Many among this year’s crop of anti-trans bills have failed to gain significant traction in their respective state legislatures, but a few have managed to find success. Last month, the Idaho House passed a ban on trans female students participating in girls’ athletics by an overwhelming 52-17 margin, just hours after approving a second bill barring transgender people from adjusting their birth certificates to align with their gender identity.

Arizona’s bill faces a much steeper hill to climb than the Idaho legislation before it can become law. The GOP controls 60 percent of seats in both the Idaho House and Senate, but in Arizona, Republicans are clinging to a House majority by just four seats. To prevent HB 2706 from becoming law, Arizona Democrats would need to flip just two of their conservative colleagues. Phoenix’s NBC affiliate, KPNX-TV, reports that Republican Senators Kate Brophy McGee and Heather Carter “appear to be likely ‘no’ votes,” but neither has commented on the bill.

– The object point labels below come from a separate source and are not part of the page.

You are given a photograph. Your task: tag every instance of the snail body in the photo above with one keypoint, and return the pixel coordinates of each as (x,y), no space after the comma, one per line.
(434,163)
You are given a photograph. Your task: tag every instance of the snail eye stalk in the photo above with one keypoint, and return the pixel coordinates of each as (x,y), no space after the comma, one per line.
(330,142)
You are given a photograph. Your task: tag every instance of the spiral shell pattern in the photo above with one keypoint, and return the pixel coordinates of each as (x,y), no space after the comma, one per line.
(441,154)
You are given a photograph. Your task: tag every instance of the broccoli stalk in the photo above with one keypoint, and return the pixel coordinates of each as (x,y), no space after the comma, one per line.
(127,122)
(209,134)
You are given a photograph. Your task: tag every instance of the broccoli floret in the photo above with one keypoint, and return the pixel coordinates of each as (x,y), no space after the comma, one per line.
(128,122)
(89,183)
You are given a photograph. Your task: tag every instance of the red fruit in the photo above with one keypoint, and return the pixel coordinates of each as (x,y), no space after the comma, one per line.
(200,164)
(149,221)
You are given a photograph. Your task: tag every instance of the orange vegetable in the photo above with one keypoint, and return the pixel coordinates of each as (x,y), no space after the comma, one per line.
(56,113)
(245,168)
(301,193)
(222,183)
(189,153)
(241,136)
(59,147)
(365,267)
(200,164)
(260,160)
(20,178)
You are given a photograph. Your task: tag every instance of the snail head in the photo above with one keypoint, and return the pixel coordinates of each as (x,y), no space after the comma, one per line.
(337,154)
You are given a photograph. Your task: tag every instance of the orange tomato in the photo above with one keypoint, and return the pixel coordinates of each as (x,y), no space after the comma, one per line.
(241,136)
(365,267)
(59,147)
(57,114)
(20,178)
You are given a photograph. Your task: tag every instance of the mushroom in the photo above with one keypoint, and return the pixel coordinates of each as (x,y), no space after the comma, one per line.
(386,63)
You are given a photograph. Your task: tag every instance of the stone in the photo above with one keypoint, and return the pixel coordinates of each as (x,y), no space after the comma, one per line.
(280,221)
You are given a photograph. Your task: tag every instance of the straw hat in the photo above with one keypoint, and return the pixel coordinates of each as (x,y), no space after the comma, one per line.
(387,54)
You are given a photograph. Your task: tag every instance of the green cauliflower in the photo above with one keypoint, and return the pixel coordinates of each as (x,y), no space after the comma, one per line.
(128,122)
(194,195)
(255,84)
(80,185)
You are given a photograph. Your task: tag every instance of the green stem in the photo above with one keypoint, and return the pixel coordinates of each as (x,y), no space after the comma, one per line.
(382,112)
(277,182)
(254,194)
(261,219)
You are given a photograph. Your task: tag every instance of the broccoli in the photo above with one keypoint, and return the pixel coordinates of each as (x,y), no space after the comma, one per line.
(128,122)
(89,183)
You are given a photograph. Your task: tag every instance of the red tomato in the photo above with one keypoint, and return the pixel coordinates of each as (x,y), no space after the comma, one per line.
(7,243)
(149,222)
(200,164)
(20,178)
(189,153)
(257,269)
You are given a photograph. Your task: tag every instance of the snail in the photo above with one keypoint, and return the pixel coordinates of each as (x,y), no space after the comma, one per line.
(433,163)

Morrison has a message for any lawmakers in Arizona who may be considering supporting HB 2706: Come over and meet her family. If they did, she said they would see that they are just a “typical family who happens to have a child that is transgender, and that’s not even the most spectacular thing about her.”

“I have a child that I know is unique in a lot of ways, and it has nothing to do with her being transgender,” Morrison said. “She is fierce. She is not going to back down and let anybody walk all over her and her friends because of something that’s beyond her control. She was born transgender. There’s no medicine that can make that go away, and there’s no legislation that’s going to change who she is.”